Hai Sai! Welcome to my Blog.

Hello, my name is Tom Corrao and I am the blogger behind the Okinawaology Blog. I created this blog to share and discuss all things Okinawan. I’m also the Public Relations Officer and Minkan Taishi to the Chicago Okinawa Kenjinkai. My experience with Okinawa is derived from the time I spent there during the 1980's and 90's (10 years) when serving in the United States Air Force. I've also been married to an Okinawan woman for 30 years now and have been immersed in many things Okinawan through both friends and family. I do not claim to be all knowing about everything Okinawan but I try hard and study the history and culture. I welcome everyone that is interested in Okinawa and hope that I can provide useful information to those uchinanchu that may be curious about their culture and heritage. I also welcome those who are not of Okinawan heritage but have experienced, or are experiencing, the islands culture while stationed there with the United States Military. Comments are welcomed and will be published as long as they are in good taste and on track with the purpose of this blog. My hope with this blog is to bring Uchinanchu people around the world a little closer to their cultural roots by expressing information that has started to fade in light of a more modern world. We should never forget our culture or the people who came before us and through the Blog my intentions are to meld the old with the new and implant knowledge that will help maintain the traditions and culture of an island people.

Thursday, August 11, 2011

Okinawa's Annual Shisa-mai Festival

Once upon a time, a Ryukyuan emissary returned from China after his voyage to the court at Shuri Castle, where he brought with him a gift for the king. It was a necklace decorated with a small figurine of a shisa-dog. The king found it charming and wore it underneath his clothing.

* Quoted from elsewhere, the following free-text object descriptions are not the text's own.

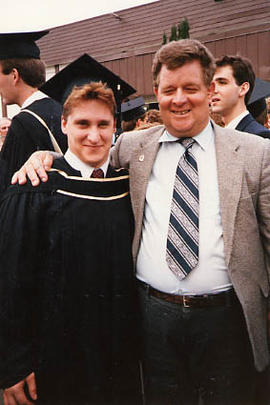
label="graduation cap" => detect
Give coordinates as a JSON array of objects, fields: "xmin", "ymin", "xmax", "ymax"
[
  {"xmin": 40, "ymin": 53, "xmax": 136, "ymax": 108},
  {"xmin": 0, "ymin": 30, "xmax": 49, "ymax": 59},
  {"xmin": 121, "ymin": 96, "xmax": 147, "ymax": 121},
  {"xmin": 247, "ymin": 78, "xmax": 270, "ymax": 117}
]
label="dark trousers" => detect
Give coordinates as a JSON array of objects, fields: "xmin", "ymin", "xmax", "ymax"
[{"xmin": 138, "ymin": 284, "xmax": 259, "ymax": 405}]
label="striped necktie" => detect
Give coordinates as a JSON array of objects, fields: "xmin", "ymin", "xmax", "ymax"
[{"xmin": 166, "ymin": 137, "xmax": 199, "ymax": 279}]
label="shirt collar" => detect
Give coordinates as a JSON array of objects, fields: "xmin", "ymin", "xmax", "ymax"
[
  {"xmin": 159, "ymin": 121, "xmax": 213, "ymax": 151},
  {"xmin": 225, "ymin": 110, "xmax": 249, "ymax": 129},
  {"xmin": 21, "ymin": 90, "xmax": 49, "ymax": 109},
  {"xmin": 64, "ymin": 149, "xmax": 110, "ymax": 178}
]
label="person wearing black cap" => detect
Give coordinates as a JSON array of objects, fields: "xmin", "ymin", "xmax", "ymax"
[
  {"xmin": 0, "ymin": 81, "xmax": 140, "ymax": 405},
  {"xmin": 0, "ymin": 30, "xmax": 67, "ymax": 193},
  {"xmin": 247, "ymin": 97, "xmax": 268, "ymax": 126},
  {"xmin": 121, "ymin": 96, "xmax": 147, "ymax": 132},
  {"xmin": 211, "ymin": 55, "xmax": 270, "ymax": 138},
  {"xmin": 247, "ymin": 77, "xmax": 270, "ymax": 126}
]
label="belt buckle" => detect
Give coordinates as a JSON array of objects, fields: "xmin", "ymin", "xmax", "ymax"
[{"xmin": 183, "ymin": 295, "xmax": 190, "ymax": 308}]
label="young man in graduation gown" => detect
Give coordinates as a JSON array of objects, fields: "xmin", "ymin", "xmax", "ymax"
[
  {"xmin": 0, "ymin": 82, "xmax": 140, "ymax": 405},
  {"xmin": 0, "ymin": 31, "xmax": 67, "ymax": 193}
]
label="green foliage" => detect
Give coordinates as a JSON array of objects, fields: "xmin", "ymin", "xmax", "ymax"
[
  {"xmin": 178, "ymin": 18, "xmax": 189, "ymax": 39},
  {"xmin": 162, "ymin": 32, "xmax": 167, "ymax": 45},
  {"xmin": 169, "ymin": 24, "xmax": 178, "ymax": 41},
  {"xmin": 162, "ymin": 17, "xmax": 190, "ymax": 44}
]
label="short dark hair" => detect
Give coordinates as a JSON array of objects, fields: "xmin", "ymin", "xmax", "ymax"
[
  {"xmin": 152, "ymin": 39, "xmax": 216, "ymax": 88},
  {"xmin": 121, "ymin": 118, "xmax": 137, "ymax": 132},
  {"xmin": 63, "ymin": 81, "xmax": 116, "ymax": 121},
  {"xmin": 0, "ymin": 58, "xmax": 46, "ymax": 88},
  {"xmin": 215, "ymin": 55, "xmax": 255, "ymax": 104}
]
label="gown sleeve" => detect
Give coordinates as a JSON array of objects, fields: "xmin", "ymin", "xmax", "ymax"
[{"xmin": 0, "ymin": 184, "xmax": 46, "ymax": 388}]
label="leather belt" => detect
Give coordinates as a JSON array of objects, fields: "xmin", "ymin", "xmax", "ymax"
[{"xmin": 137, "ymin": 280, "xmax": 237, "ymax": 308}]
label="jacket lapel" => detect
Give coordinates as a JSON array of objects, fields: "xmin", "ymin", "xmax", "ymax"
[
  {"xmin": 214, "ymin": 123, "xmax": 244, "ymax": 267},
  {"xmin": 235, "ymin": 114, "xmax": 252, "ymax": 132}
]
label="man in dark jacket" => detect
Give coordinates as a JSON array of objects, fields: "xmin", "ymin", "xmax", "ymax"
[{"xmin": 211, "ymin": 54, "xmax": 270, "ymax": 138}]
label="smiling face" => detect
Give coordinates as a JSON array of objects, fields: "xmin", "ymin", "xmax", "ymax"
[
  {"xmin": 62, "ymin": 99, "xmax": 116, "ymax": 167},
  {"xmin": 154, "ymin": 60, "xmax": 213, "ymax": 138}
]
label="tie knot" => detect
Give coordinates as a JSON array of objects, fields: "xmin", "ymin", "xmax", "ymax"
[
  {"xmin": 91, "ymin": 168, "xmax": 104, "ymax": 178},
  {"xmin": 179, "ymin": 137, "xmax": 195, "ymax": 150}
]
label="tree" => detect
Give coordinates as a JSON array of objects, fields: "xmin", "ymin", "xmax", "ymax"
[
  {"xmin": 162, "ymin": 18, "xmax": 190, "ymax": 44},
  {"xmin": 178, "ymin": 18, "xmax": 189, "ymax": 39},
  {"xmin": 169, "ymin": 24, "xmax": 178, "ymax": 42},
  {"xmin": 162, "ymin": 32, "xmax": 167, "ymax": 45}
]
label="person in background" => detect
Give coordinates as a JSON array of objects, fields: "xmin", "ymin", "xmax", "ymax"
[
  {"xmin": 0, "ymin": 117, "xmax": 11, "ymax": 150},
  {"xmin": 0, "ymin": 30, "xmax": 68, "ymax": 192},
  {"xmin": 209, "ymin": 110, "xmax": 225, "ymax": 127},
  {"xmin": 135, "ymin": 109, "xmax": 164, "ymax": 131},
  {"xmin": 247, "ymin": 96, "xmax": 268, "ymax": 126},
  {"xmin": 142, "ymin": 109, "xmax": 163, "ymax": 125},
  {"xmin": 120, "ymin": 96, "xmax": 147, "ymax": 132},
  {"xmin": 211, "ymin": 55, "xmax": 270, "ymax": 138}
]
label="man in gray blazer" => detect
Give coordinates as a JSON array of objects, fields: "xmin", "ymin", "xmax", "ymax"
[
  {"xmin": 111, "ymin": 40, "xmax": 270, "ymax": 405},
  {"xmin": 12, "ymin": 39, "xmax": 270, "ymax": 405}
]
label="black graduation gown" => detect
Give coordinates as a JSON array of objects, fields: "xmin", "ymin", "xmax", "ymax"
[
  {"xmin": 0, "ymin": 159, "xmax": 141, "ymax": 405},
  {"xmin": 0, "ymin": 97, "xmax": 68, "ymax": 193}
]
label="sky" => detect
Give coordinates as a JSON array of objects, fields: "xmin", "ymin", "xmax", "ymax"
[{"xmin": 1, "ymin": 0, "xmax": 157, "ymax": 32}]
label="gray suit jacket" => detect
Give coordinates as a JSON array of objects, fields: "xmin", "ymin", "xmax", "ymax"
[{"xmin": 111, "ymin": 122, "xmax": 270, "ymax": 371}]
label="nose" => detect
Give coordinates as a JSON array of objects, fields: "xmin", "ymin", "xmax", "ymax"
[
  {"xmin": 172, "ymin": 88, "xmax": 187, "ymax": 104},
  {"xmin": 212, "ymin": 81, "xmax": 218, "ymax": 94},
  {"xmin": 87, "ymin": 126, "xmax": 100, "ymax": 143}
]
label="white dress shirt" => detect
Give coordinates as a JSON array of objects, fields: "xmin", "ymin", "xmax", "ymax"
[
  {"xmin": 21, "ymin": 90, "xmax": 49, "ymax": 109},
  {"xmin": 136, "ymin": 122, "xmax": 232, "ymax": 295},
  {"xmin": 225, "ymin": 110, "xmax": 249, "ymax": 129},
  {"xmin": 64, "ymin": 149, "xmax": 109, "ymax": 177}
]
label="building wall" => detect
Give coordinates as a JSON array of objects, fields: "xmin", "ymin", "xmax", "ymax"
[
  {"xmin": 2, "ymin": 0, "xmax": 270, "ymax": 117},
  {"xmin": 36, "ymin": 0, "xmax": 270, "ymax": 100}
]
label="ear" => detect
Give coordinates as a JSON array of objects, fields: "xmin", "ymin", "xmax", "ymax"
[
  {"xmin": 61, "ymin": 116, "xmax": 67, "ymax": 134},
  {"xmin": 239, "ymin": 81, "xmax": 250, "ymax": 97},
  {"xmin": 12, "ymin": 68, "xmax": 20, "ymax": 85}
]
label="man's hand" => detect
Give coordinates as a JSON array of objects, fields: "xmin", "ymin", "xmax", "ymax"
[
  {"xmin": 3, "ymin": 372, "xmax": 37, "ymax": 405},
  {"xmin": 11, "ymin": 151, "xmax": 54, "ymax": 186}
]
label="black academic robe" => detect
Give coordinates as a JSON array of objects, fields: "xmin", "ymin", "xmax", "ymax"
[
  {"xmin": 0, "ymin": 97, "xmax": 68, "ymax": 193},
  {"xmin": 0, "ymin": 159, "xmax": 141, "ymax": 405}
]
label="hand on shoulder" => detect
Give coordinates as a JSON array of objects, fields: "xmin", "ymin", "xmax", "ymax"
[{"xmin": 11, "ymin": 151, "xmax": 57, "ymax": 186}]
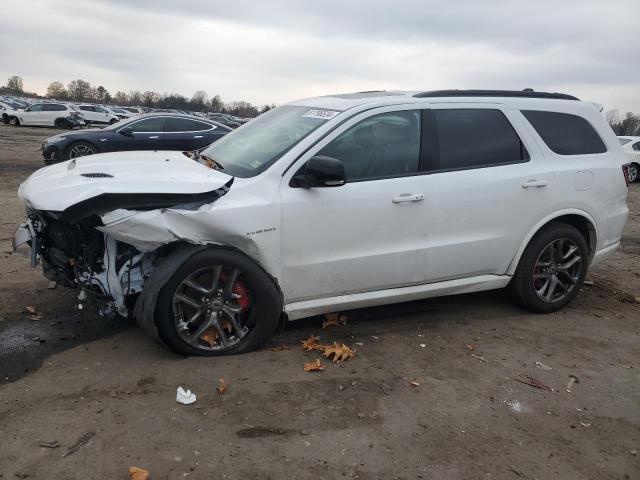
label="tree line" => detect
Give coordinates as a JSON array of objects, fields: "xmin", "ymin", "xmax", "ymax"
[{"xmin": 1, "ymin": 75, "xmax": 276, "ymax": 118}]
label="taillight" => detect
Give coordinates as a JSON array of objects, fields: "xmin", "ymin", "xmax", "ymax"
[{"xmin": 622, "ymin": 164, "xmax": 630, "ymax": 187}]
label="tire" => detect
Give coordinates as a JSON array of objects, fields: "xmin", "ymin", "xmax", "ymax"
[
  {"xmin": 154, "ymin": 248, "xmax": 282, "ymax": 356},
  {"xmin": 510, "ymin": 222, "xmax": 588, "ymax": 313},
  {"xmin": 109, "ymin": 118, "xmax": 118, "ymax": 125},
  {"xmin": 13, "ymin": 117, "xmax": 20, "ymax": 126},
  {"xmin": 2, "ymin": 114, "xmax": 8, "ymax": 125},
  {"xmin": 54, "ymin": 118, "xmax": 70, "ymax": 129},
  {"xmin": 629, "ymin": 163, "xmax": 639, "ymax": 183},
  {"xmin": 65, "ymin": 141, "xmax": 97, "ymax": 159}
]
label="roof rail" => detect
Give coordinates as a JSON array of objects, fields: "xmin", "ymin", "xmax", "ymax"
[{"xmin": 413, "ymin": 89, "xmax": 579, "ymax": 101}]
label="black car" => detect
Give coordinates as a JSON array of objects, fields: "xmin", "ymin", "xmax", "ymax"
[{"xmin": 41, "ymin": 113, "xmax": 232, "ymax": 164}]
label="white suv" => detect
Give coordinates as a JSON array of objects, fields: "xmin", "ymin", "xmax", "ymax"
[
  {"xmin": 13, "ymin": 90, "xmax": 629, "ymax": 355},
  {"xmin": 16, "ymin": 102, "xmax": 84, "ymax": 128},
  {"xmin": 77, "ymin": 104, "xmax": 120, "ymax": 126}
]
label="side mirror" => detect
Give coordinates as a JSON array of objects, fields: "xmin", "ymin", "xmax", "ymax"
[
  {"xmin": 293, "ymin": 155, "xmax": 346, "ymax": 188},
  {"xmin": 119, "ymin": 126, "xmax": 134, "ymax": 136}
]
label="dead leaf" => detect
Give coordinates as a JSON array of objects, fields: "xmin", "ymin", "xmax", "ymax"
[
  {"xmin": 222, "ymin": 320, "xmax": 233, "ymax": 333},
  {"xmin": 409, "ymin": 379, "xmax": 421, "ymax": 387},
  {"xmin": 271, "ymin": 344, "xmax": 290, "ymax": 351},
  {"xmin": 200, "ymin": 328, "xmax": 219, "ymax": 347},
  {"xmin": 24, "ymin": 306, "xmax": 43, "ymax": 320},
  {"xmin": 128, "ymin": 466, "xmax": 150, "ymax": 480},
  {"xmin": 322, "ymin": 342, "xmax": 355, "ymax": 363},
  {"xmin": 300, "ymin": 335, "xmax": 322, "ymax": 351},
  {"xmin": 217, "ymin": 378, "xmax": 228, "ymax": 395},
  {"xmin": 303, "ymin": 358, "xmax": 325, "ymax": 372},
  {"xmin": 464, "ymin": 343, "xmax": 476, "ymax": 351}
]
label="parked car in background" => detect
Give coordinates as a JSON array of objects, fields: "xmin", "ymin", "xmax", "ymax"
[
  {"xmin": 15, "ymin": 89, "xmax": 629, "ymax": 355},
  {"xmin": 77, "ymin": 104, "xmax": 120, "ymax": 126},
  {"xmin": 40, "ymin": 113, "xmax": 231, "ymax": 163},
  {"xmin": 107, "ymin": 107, "xmax": 133, "ymax": 120},
  {"xmin": 122, "ymin": 106, "xmax": 144, "ymax": 115},
  {"xmin": 0, "ymin": 100, "xmax": 21, "ymax": 124},
  {"xmin": 206, "ymin": 113, "xmax": 242, "ymax": 128},
  {"xmin": 15, "ymin": 102, "xmax": 84, "ymax": 128},
  {"xmin": 618, "ymin": 136, "xmax": 640, "ymax": 182}
]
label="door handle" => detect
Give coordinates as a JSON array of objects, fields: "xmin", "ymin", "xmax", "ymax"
[
  {"xmin": 522, "ymin": 179, "xmax": 547, "ymax": 188},
  {"xmin": 392, "ymin": 193, "xmax": 425, "ymax": 203},
  {"xmin": 148, "ymin": 135, "xmax": 159, "ymax": 139}
]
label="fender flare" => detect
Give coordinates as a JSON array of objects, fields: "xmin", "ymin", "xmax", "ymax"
[{"xmin": 506, "ymin": 208, "xmax": 598, "ymax": 275}]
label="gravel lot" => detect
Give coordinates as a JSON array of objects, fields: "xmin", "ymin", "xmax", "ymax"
[{"xmin": 0, "ymin": 124, "xmax": 639, "ymax": 479}]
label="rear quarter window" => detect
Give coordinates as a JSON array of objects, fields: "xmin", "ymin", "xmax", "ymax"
[{"xmin": 522, "ymin": 110, "xmax": 606, "ymax": 155}]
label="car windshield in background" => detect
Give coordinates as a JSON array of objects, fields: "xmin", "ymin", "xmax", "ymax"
[{"xmin": 201, "ymin": 105, "xmax": 338, "ymax": 177}]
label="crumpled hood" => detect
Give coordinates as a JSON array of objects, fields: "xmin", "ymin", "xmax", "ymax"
[{"xmin": 19, "ymin": 150, "xmax": 232, "ymax": 212}]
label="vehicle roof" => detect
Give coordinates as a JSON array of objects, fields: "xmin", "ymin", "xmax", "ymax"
[
  {"xmin": 288, "ymin": 89, "xmax": 594, "ymax": 113},
  {"xmin": 125, "ymin": 112, "xmax": 232, "ymax": 130},
  {"xmin": 618, "ymin": 136, "xmax": 640, "ymax": 140}
]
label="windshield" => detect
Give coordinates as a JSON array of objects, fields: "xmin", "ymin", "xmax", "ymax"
[{"xmin": 201, "ymin": 105, "xmax": 339, "ymax": 177}]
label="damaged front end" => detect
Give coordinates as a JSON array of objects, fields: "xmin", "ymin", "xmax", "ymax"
[
  {"xmin": 15, "ymin": 209, "xmax": 154, "ymax": 317},
  {"xmin": 13, "ymin": 150, "xmax": 235, "ymax": 318}
]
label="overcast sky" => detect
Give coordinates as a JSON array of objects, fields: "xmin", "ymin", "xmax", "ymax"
[{"xmin": 2, "ymin": 0, "xmax": 639, "ymax": 111}]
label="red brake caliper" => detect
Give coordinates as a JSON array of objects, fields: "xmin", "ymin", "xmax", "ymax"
[{"xmin": 232, "ymin": 280, "xmax": 251, "ymax": 311}]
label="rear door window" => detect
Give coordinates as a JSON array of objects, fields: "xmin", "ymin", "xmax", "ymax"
[
  {"xmin": 522, "ymin": 110, "xmax": 606, "ymax": 155},
  {"xmin": 164, "ymin": 117, "xmax": 214, "ymax": 132},
  {"xmin": 428, "ymin": 109, "xmax": 529, "ymax": 172}
]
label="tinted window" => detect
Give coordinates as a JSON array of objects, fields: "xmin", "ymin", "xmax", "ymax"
[
  {"xmin": 128, "ymin": 117, "xmax": 166, "ymax": 132},
  {"xmin": 164, "ymin": 117, "xmax": 213, "ymax": 132},
  {"xmin": 633, "ymin": 141, "xmax": 640, "ymax": 152},
  {"xmin": 27, "ymin": 104, "xmax": 43, "ymax": 112},
  {"xmin": 43, "ymin": 104, "xmax": 67, "ymax": 112},
  {"xmin": 79, "ymin": 106, "xmax": 93, "ymax": 112},
  {"xmin": 95, "ymin": 107, "xmax": 107, "ymax": 113},
  {"xmin": 431, "ymin": 109, "xmax": 528, "ymax": 171},
  {"xmin": 522, "ymin": 110, "xmax": 606, "ymax": 155},
  {"xmin": 318, "ymin": 110, "xmax": 421, "ymax": 181}
]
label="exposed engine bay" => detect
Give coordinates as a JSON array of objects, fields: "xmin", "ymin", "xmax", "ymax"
[{"xmin": 24, "ymin": 209, "xmax": 155, "ymax": 317}]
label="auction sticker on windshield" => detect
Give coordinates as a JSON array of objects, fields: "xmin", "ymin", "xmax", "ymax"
[{"xmin": 302, "ymin": 109, "xmax": 340, "ymax": 120}]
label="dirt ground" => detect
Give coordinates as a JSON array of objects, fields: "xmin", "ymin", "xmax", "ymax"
[{"xmin": 0, "ymin": 124, "xmax": 639, "ymax": 480}]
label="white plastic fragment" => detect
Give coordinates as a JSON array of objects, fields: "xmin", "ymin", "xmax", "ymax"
[{"xmin": 176, "ymin": 386, "xmax": 197, "ymax": 405}]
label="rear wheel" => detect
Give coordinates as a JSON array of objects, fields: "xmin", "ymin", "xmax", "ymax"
[
  {"xmin": 13, "ymin": 117, "xmax": 20, "ymax": 126},
  {"xmin": 629, "ymin": 163, "xmax": 639, "ymax": 183},
  {"xmin": 66, "ymin": 141, "xmax": 97, "ymax": 159},
  {"xmin": 511, "ymin": 223, "xmax": 588, "ymax": 313},
  {"xmin": 154, "ymin": 248, "xmax": 282, "ymax": 356},
  {"xmin": 109, "ymin": 118, "xmax": 118, "ymax": 125}
]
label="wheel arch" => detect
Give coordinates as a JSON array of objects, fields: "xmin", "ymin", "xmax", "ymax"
[
  {"xmin": 133, "ymin": 241, "xmax": 284, "ymax": 341},
  {"xmin": 507, "ymin": 209, "xmax": 598, "ymax": 276}
]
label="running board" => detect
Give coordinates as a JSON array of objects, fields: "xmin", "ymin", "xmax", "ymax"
[{"xmin": 284, "ymin": 275, "xmax": 512, "ymax": 320}]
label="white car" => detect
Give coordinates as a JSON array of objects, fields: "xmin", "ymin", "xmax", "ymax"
[
  {"xmin": 618, "ymin": 136, "xmax": 640, "ymax": 183},
  {"xmin": 77, "ymin": 104, "xmax": 119, "ymax": 126},
  {"xmin": 13, "ymin": 89, "xmax": 629, "ymax": 356},
  {"xmin": 108, "ymin": 107, "xmax": 134, "ymax": 119},
  {"xmin": 16, "ymin": 102, "xmax": 84, "ymax": 128}
]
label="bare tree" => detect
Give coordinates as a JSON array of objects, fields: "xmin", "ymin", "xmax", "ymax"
[
  {"xmin": 209, "ymin": 95, "xmax": 224, "ymax": 112},
  {"xmin": 141, "ymin": 91, "xmax": 161, "ymax": 108},
  {"xmin": 67, "ymin": 79, "xmax": 92, "ymax": 101},
  {"xmin": 46, "ymin": 81, "xmax": 68, "ymax": 99},
  {"xmin": 113, "ymin": 91, "xmax": 127, "ymax": 105},
  {"xmin": 6, "ymin": 75, "xmax": 24, "ymax": 93}
]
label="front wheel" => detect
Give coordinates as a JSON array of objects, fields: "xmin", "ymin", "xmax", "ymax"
[
  {"xmin": 154, "ymin": 248, "xmax": 282, "ymax": 356},
  {"xmin": 510, "ymin": 223, "xmax": 588, "ymax": 313}
]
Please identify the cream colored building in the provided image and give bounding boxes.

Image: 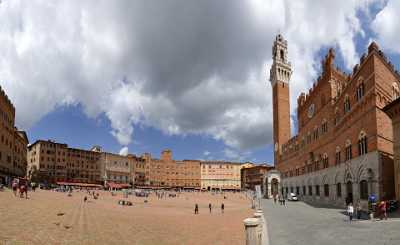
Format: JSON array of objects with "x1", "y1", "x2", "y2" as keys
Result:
[
  {"x1": 92, "y1": 146, "x2": 136, "y2": 185},
  {"x1": 200, "y1": 161, "x2": 242, "y2": 190}
]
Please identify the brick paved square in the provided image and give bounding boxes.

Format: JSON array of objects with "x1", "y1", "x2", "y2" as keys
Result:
[{"x1": 0, "y1": 189, "x2": 252, "y2": 245}]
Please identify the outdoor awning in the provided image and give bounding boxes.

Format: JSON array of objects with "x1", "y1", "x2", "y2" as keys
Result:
[
  {"x1": 106, "y1": 182, "x2": 131, "y2": 189},
  {"x1": 56, "y1": 182, "x2": 103, "y2": 188}
]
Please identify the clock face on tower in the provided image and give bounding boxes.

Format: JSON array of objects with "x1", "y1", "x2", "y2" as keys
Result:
[{"x1": 308, "y1": 103, "x2": 315, "y2": 118}]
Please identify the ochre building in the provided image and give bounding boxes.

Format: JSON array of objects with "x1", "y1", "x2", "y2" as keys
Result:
[
  {"x1": 27, "y1": 140, "x2": 102, "y2": 184},
  {"x1": 143, "y1": 150, "x2": 201, "y2": 189},
  {"x1": 0, "y1": 86, "x2": 28, "y2": 183},
  {"x1": 241, "y1": 164, "x2": 274, "y2": 191},
  {"x1": 270, "y1": 34, "x2": 397, "y2": 207}
]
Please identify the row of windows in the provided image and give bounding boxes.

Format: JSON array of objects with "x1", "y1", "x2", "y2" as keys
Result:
[
  {"x1": 202, "y1": 165, "x2": 236, "y2": 169},
  {"x1": 283, "y1": 134, "x2": 368, "y2": 178},
  {"x1": 285, "y1": 180, "x2": 368, "y2": 200},
  {"x1": 287, "y1": 81, "x2": 367, "y2": 153},
  {"x1": 0, "y1": 108, "x2": 13, "y2": 127}
]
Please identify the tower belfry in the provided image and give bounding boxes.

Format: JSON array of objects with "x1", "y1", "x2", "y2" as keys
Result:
[{"x1": 269, "y1": 34, "x2": 292, "y2": 163}]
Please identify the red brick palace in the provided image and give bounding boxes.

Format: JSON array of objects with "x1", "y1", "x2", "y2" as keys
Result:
[{"x1": 270, "y1": 34, "x2": 398, "y2": 206}]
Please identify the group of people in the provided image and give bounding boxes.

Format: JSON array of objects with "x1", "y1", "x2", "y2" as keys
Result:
[
  {"x1": 347, "y1": 200, "x2": 388, "y2": 222},
  {"x1": 83, "y1": 190, "x2": 100, "y2": 202},
  {"x1": 11, "y1": 178, "x2": 29, "y2": 199},
  {"x1": 273, "y1": 194, "x2": 286, "y2": 206},
  {"x1": 194, "y1": 203, "x2": 224, "y2": 214},
  {"x1": 155, "y1": 191, "x2": 179, "y2": 199},
  {"x1": 346, "y1": 202, "x2": 362, "y2": 223}
]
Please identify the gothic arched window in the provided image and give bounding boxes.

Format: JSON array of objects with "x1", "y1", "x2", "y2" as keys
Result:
[
  {"x1": 358, "y1": 131, "x2": 368, "y2": 156},
  {"x1": 334, "y1": 107, "x2": 340, "y2": 125},
  {"x1": 359, "y1": 180, "x2": 368, "y2": 200},
  {"x1": 336, "y1": 183, "x2": 342, "y2": 197},
  {"x1": 335, "y1": 147, "x2": 341, "y2": 165},
  {"x1": 321, "y1": 119, "x2": 328, "y2": 133},
  {"x1": 392, "y1": 82, "x2": 400, "y2": 99},
  {"x1": 322, "y1": 153, "x2": 329, "y2": 169},
  {"x1": 344, "y1": 95, "x2": 351, "y2": 113},
  {"x1": 345, "y1": 139, "x2": 352, "y2": 161},
  {"x1": 356, "y1": 78, "x2": 365, "y2": 101}
]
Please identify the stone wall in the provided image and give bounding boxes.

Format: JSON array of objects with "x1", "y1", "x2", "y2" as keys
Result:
[{"x1": 280, "y1": 151, "x2": 393, "y2": 208}]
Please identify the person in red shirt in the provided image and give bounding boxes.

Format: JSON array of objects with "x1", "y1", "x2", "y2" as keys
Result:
[{"x1": 379, "y1": 201, "x2": 387, "y2": 220}]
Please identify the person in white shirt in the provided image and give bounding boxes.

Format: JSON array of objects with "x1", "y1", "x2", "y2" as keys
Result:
[{"x1": 347, "y1": 203, "x2": 354, "y2": 223}]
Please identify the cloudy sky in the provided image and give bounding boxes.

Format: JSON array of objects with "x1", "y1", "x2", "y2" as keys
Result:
[{"x1": 0, "y1": 0, "x2": 399, "y2": 163}]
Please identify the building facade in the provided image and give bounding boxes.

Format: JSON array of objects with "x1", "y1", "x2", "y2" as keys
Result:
[
  {"x1": 241, "y1": 164, "x2": 274, "y2": 191},
  {"x1": 200, "y1": 161, "x2": 243, "y2": 190},
  {"x1": 0, "y1": 86, "x2": 28, "y2": 183},
  {"x1": 270, "y1": 34, "x2": 397, "y2": 207},
  {"x1": 27, "y1": 140, "x2": 102, "y2": 184},
  {"x1": 97, "y1": 150, "x2": 136, "y2": 186},
  {"x1": 133, "y1": 154, "x2": 147, "y2": 187},
  {"x1": 142, "y1": 150, "x2": 201, "y2": 189},
  {"x1": 383, "y1": 98, "x2": 400, "y2": 201}
]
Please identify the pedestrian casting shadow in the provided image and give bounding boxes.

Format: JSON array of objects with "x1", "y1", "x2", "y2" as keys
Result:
[
  {"x1": 301, "y1": 200, "x2": 343, "y2": 210},
  {"x1": 338, "y1": 210, "x2": 371, "y2": 220}
]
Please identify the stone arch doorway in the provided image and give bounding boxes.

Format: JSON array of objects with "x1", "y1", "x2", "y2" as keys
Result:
[
  {"x1": 263, "y1": 170, "x2": 281, "y2": 198},
  {"x1": 271, "y1": 178, "x2": 279, "y2": 197},
  {"x1": 346, "y1": 181, "x2": 353, "y2": 205}
]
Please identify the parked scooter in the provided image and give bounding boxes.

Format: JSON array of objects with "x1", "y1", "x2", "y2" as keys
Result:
[{"x1": 386, "y1": 200, "x2": 399, "y2": 213}]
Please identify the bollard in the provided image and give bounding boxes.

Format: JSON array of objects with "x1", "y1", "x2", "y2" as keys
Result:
[
  {"x1": 254, "y1": 212, "x2": 263, "y2": 243},
  {"x1": 244, "y1": 218, "x2": 261, "y2": 245}
]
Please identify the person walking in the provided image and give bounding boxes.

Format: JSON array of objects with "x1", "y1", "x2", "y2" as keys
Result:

Now it happened that the Naha Port bay, by the village of Madanbashi was often terrorized by a sea dragon who ate the villagers and destroyed their property. One day, the King was visiting the village when one of these attacks happened. The people scattered running to hide from the horrible sea dragon. The local noro had been told in a dream that he should instruct the king when he visited to stand on the beach and lift his figurine towards the dragon. She sent a young boy named Chiga to tell him the message which had come to her in a dream. The King upon hearing the message went to the seaside where he faced the sea monster with the figurine held high.
Shisa near Gana-mui Woods & the Naha Ohashi Bridge
Almost  immediately a giant roar could be heard all throughout  the village. A roar so deep and powerful that it even shook the sea dragon. Then a massive boulder then fell from heavens and crushing the sea dragon's tail. He couldn't move, and eventually died. This boulder and the dragon's body became covered with plants and surrounded by trees, and can still be seen by the port today. It is the "Gana-mui Woods" near Naha Ohashi bridge. The towns people built a large stone shisa to protect it from the dragon's spirit and other threats.

The people of Okinawa call lion-dogs, shisa or shishi. pronounced "She-she" Shishi is a Chinese word meaning lion-dog. A shisa is a lion-dog originally from China that wards off evil spirits and was initially placed at the entrances of castles, temples, imperial mausoleums and communities. In Okinawa they can be seen on many houses as well. Many times there are two Shisa present one with mouth closed to warn potential evil to stay away from the property and one with the mouth open almost in a smile to welcome good spirts.
Photo courtesy of Lloyd Wanscott photographer for Okinawa Living Magazine

The Shishimai, or Shisa dance, is a lively dance performed by a two costumed performers. In the dance, the fierce guardian is transformed into a fun loving spirit as it leaps and runs, wagging its furry tail and snapping its great wooden jaws at the audience to bring the people in attendance good luck. Children and adults alike laugh and try to pet the Shisa as it bounds by and catches a ball thrown by a Chondara clown.

The Shisa brings a warm feeling of timeless joy and by means of its ancient protection. It has become a rich part of Ryukyuan history and culture as well as reflecting the traditional beliefs of the typical family in Okinawa.

Every year in Okinawa they hold an annual shisa-mai festival. I believe this years festival will be held on September 25th at the Agena Bullring in Uruma City. Several different groups will be competing for the honor of best Shisa-mai group 2011.

If your going to Okinawa early for the 5th World Uchinanchu Festival this may be something you should check out. I'm positive you won't be disappointed. Maybe I'll see you there!